Enhanced engagement and participation:
Seeking help from peers and instructors in small group settings can be easier. In my observation, even the quieter students participate in groups, and, in general, students actively assist their group members. Students can polish their concepts by explaining the solutions to their peers. Instructors can closely interact with students.
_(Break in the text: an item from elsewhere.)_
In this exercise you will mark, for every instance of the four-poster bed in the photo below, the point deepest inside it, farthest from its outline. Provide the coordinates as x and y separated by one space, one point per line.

Better than homework assignments:
Traditional lecturing and demonstration approach is generally based on unidirectional content delivery. Written documents or videos can replace it. Critically speaking, the physical presence of an instructor is not necessary if the instructor is just a narrator. In other words, lectured content can be delivered through different media without any significant intervention from instructors. It is when students perform tasks that they may need assistance, confirmation, or reinforcement from instructors. Worksheets serve this purpose, while homework assignments don’t. That is, homework assignments create a situation in which the instructor is unavailable when needed the most.
Worksheets and the flipped classroom model:
Much has been written about the advantages of flipped classrooms (Akçayır & Akçayır, 2018). A challenge in implementing this model is ensuring that students are prepared in advance for live problem-solving exercises. The model doesn’t work if students are unprepared. The worksheet approach can be considered a modified version of flipped classrooms. Through worksheets, an instructor can flip the classroom in the last 15 minutes after discussing the required concepts.
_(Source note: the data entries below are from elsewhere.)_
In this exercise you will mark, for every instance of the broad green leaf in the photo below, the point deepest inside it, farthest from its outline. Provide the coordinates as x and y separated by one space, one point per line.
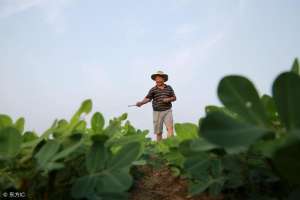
239 95
200 144
268 147
222 130
287 161
5 121
97 122
197 165
46 153
198 187
186 131
123 117
296 67
125 156
96 158
29 136
270 108
10 142
125 140
80 126
211 108
85 108
84 187
114 181
68 150
287 97
20 124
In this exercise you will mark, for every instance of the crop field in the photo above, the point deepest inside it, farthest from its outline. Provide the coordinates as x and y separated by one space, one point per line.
249 148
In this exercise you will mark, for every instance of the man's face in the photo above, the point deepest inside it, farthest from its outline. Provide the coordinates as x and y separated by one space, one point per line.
159 80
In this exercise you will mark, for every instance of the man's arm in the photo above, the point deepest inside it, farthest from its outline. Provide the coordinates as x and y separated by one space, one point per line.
140 103
170 99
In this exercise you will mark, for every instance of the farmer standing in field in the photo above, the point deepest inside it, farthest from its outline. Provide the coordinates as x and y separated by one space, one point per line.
161 96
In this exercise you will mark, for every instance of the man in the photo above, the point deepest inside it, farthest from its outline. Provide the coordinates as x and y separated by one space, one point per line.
161 96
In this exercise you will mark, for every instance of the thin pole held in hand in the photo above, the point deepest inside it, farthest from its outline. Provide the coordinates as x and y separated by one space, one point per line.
131 105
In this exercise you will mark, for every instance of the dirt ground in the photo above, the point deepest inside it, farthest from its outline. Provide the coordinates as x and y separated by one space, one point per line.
160 184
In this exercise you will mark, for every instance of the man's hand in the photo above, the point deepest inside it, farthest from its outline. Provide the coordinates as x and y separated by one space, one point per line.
166 100
139 104
170 99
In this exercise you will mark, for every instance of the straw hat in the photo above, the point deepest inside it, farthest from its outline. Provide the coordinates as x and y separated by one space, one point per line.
160 73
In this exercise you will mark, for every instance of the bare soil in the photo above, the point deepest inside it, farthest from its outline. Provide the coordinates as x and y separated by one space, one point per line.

Worksheet as an alternative grading tool:
Worksheets offer an alternative grading mechanism in which participation points are granted for demonstrating a minimum level of understanding of the desired concepts and skills. (Please read the “Alternative Grading Strategies” piece by Carolyn Ives, CELT). The participation score for completing a worksheet can be seen as a proxy for attendance, but it is not a credit for mere attendance; the score is for demonstrating the learning attained by attending the session.
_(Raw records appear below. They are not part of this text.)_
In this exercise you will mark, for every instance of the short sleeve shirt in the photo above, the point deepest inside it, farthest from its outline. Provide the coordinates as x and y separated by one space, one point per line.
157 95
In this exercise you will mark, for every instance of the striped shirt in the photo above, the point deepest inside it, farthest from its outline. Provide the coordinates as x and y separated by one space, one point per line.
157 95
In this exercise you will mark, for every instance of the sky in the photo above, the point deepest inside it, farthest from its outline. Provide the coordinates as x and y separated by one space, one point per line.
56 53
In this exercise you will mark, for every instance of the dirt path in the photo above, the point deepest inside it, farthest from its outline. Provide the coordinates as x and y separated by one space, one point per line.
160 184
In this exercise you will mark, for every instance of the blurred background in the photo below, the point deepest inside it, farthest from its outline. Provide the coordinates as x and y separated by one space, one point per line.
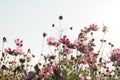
28 19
Flexibility to pitch courses at a higher level:
Instructors can avoid overexplaining the concepts and mellowing down the lectures to ensure learning at the lower tail. The learning gaps can be covered during the worksheet phase.
Worksheets and the concept of mastery learning:
Mastery learning is a key theme in my teaching philosophy. The mastery learning concept is based on the understanding that students have different learning trajectories. A standard teaching approach with a large student group can result in learning gaps for some students. These gaps, if unaddressed, can hinder the understanding of the subsequent concepts and create further gaps. Hence, providing every student an opportunity to master each concept is desirable. I believe worksheets can facilitate mastery learning by providing opportunities to fill learning gaps in class.
So, what are the pitfalls and limitations? Worksheet tasks must be clearly stated, not lengthy, and not too challenging; otherwise, time management can be an issue. The student experience and confidence can be compromised if tasks are unclear or need longer than the designated time. I suggest starting with small tasks and then making them lengthier and more challenging if necessary. Regardless, be prepared to see many hands raised and walk swiftly—Have comfy footwear!
[This piece is based on my experience in courses having quantitative or computational components.]
Kaighobadi, M, & Allen, M.T. (2008, July). Investigating academic success factors for undergraduate business students. Decision Sciences Journal of Innovative Education, 6(2), 427-36.
Akçayır, G., & Akçayır, M. (2018, November). The flipped classroom: A review of its advantages and challenges. Computers & Education, 1(126), 334-45.